Il problema dell’aggressione agli operatori sanitari “mi sta particolarmente a cuore”, “da ministro e da medico mi provoca anche qualche sofferenza interiore”. Credo quindi che “quest’ulteriore norma possa rappresentare un maggior deterrente. Però sono molto chiaro: la soluzione non può essere limitata solo a un problema di pene. E’ un problema culturale”. Lo ha detto il ministro della Salute, Orazio Schillaci, durante l’evento ‘La scuola fino a prova contraria The Young Hope’, oggi a Roma, nella giornata in cui il decreto legge con le nuove misure contro le aggressioni agli operatori sanitari è stato pubblicato in Gazzetta ufficiale ed entra dunque in vigore.
“Come tutte le operazioni nelle quali va cambiato un modo di agire, un modo di pensare – ha precisato il ministro – ci vuole più tempo. Quindi da un lato c’è la possibilità di arrestare chi usa violenza nei confronti degli operatori sanitari, dall’altro lato si farà un lavoro culturale con l’Osservatorio sulle violenze e una campagna. Noi dobbiamo assolutamente far capire ai cittadini che chi si trova lì per aiutarli non può diventare oggetto di violenza. Questo è veramente un problema culturale”, un fenomeno “che assolutamente va combattuto”, sul quale “non bisogna allentare l’attenzione. E’ un problema che non può essere superato solo con questa norma”.
Una normativa che “comunque – ha sottolineato Schillaci – è stata accolta molto bene da tutto il mondo sanitario, perché dà maggiore fiducia a chi lavora soprattutto nei pronto soccorso.

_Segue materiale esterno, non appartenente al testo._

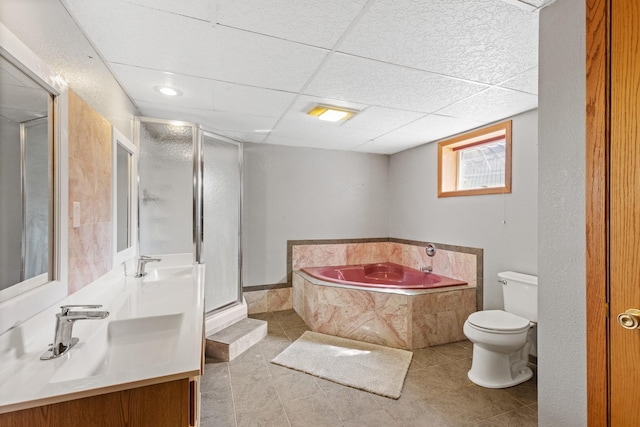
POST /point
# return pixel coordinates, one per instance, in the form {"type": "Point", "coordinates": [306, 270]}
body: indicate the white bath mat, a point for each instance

Ma è una violenza che non può essere accettata e non può essere trascurata anche, per esempio, per quanto riguarda i medici di medicina generale, che sono aggrediti dai loro pazienti nei propri studi, che è un’altra cosa assurda. Il medico di medicina generale è la persona più vicina al paziente, è quello che meglio conosce la storia personale e clinica di chi si rivolge a lui”.